2. Combine dry ingredients: In a large bowl whisk together flour, baking powder, cinnamon, pumpkin pie spice, and salt. Set aside.
3. Combine wet ingredients: In a medium bowl whisk together all of the wet ingredients until well combined.
4. Combine wet and dry ingredients: Pour wet ingredients into dry ingredients and gently mix until combined, there should be no more dry flour. The mixture will be thick.
5. Fill donut pan: Filling the donut pan can be a bit messy which is why I recommend using a piping bag or zip bag to fill the pan. Simply fill a pastry bag or zip bag with the batter, trim off the bottom tip, and squeeze the batter into the pan.
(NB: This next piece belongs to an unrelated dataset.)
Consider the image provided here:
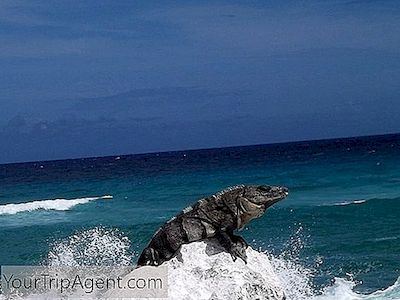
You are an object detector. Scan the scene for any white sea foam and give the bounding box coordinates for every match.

6. Top donut batter with crumble and bake: Sprinkle crumble over the top of the donut batter and gently press the crumble down into the batter. Place as much as you can on the batter, trust me, you'll thank me later. So tasty! Place pan in preheated oven and bake for 15 to 17 minutes.
7. Make glaze and drizzle: While donuts are cooling heat cream cheese in the microwave for 25 seconds in a med bowl. Add the room temperature butter to the bowl with the cream cheese and whisk together until smooth. Add milk and vanilla extract and continue to whisk until combined. Sprinkle in ½ of powdered sugar and whisk until combined. Add the other half of the sugar and mix until well combined. Transfer glaze to a piping bag and drizzle over the donuts.
8. Serve and enjoy or save for later.
Notes
1. Any dairy or non-dairy milk can be used in this recipe.